Nevertheless, let us look on the bright side. What is there to be praised about this show? Well, it is firmly rooted in the artist’s own biography, as shows of portraits often tend to be, and it tells its story affectingly and entertainingly thanks to a welter of well written captions.
Were you aware that Constable was a delightful writer of English prose? You will be reminded of that fact as you read the various extracts from his notebooks and letters which keep popping up in these captions. Here, for example, is his comment upon an unsaleable etching that was based upon a portrait (executed by himself, and displayed here) of a senior member of the teaching profession called the Revd Dr John Wingfield: ‘No one will buy a schoolmaster. Who would buy the keeper of a treadmill, or a turnkey of Newgate, who has been in either place?’
And then there is the affecting story of John’s often difficult life – his parents’ extreme reluctance to support his wish to be a landscape painter; his long courtship of Maria Bicknell (due to prolonged opposition from the in-laws-to-be), which finally ended, defiantly, and after seven long years, in marriage, in 1816. And then those few brief years of love, which terminated in his wife’s death from tuberculosis, and a heart-rending legacy of seven young mouths to feed. It is all interesting, and humanly moving, and we are genuinely curious about all these things because Constable is a part of our cultural heritage.
But, oh dear, we do keep coming across reminders of the fact that quite a number of these portraits are very bad indeed, wincingly so, and at such times we also marvel at the skill with which the caption writer, seated at his desk in the Circumlocution Office, has managed to avoid quite saying so. Several portraits are described as ‘engaging’ for example, which means that you sort of quite like them, but you know that they are not really very good at all, not really. One portrait of a beefy faced female is praised for its ‘splendid truthfulness’, and we marvel at the length of the caption writer’s life.
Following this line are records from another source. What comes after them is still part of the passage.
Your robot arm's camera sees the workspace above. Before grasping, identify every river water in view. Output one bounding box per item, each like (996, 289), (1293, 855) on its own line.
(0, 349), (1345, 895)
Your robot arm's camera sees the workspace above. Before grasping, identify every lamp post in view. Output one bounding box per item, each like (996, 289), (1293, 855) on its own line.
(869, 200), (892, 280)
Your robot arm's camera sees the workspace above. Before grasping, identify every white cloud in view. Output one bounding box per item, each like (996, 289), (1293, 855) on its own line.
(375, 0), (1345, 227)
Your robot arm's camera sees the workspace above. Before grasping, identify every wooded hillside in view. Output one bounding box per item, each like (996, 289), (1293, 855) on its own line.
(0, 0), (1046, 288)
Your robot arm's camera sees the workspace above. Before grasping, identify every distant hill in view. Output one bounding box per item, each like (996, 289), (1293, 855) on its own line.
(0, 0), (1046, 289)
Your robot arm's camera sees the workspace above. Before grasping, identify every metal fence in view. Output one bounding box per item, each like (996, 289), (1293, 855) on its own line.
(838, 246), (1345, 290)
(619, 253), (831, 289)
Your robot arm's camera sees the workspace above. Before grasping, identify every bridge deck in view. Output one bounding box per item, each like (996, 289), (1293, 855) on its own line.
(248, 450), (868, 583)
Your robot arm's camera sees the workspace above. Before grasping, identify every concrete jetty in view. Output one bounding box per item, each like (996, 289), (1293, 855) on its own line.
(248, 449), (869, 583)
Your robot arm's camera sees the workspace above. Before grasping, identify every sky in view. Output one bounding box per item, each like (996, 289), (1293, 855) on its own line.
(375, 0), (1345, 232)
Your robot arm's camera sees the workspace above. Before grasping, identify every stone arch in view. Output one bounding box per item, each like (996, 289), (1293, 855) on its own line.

We look at a painting of a house at sunset, and we are reminded that it was at this very place that Constable made an avowal of love to his young life. ‘It is hard not to see it suffused with emotion’, comments the guiding hand, all a-tremble, of the caption writer.
So in what exactly consisted the incompetence of Constable when he came face to face with living and breathing human flesh? He paints children as if they are rouged dolls, often very stiffly and awkwardly. The worst of all is perhaps his portrait of Master Crosby, dated 1808. Goodness knows what age this boy is meant to be. His stomach has the broad-sweeping girth more appropriate to some fifty-something-year-old port-wine-bibber, while his hands are those of a woman pushing seventy. How many people was Constable staring at when he was scrutinising this boy with the hectic cherry lips?
Fortunately, there are some landscapes nestling amidst these portraits, where we can stand and marvel to our heart’s content.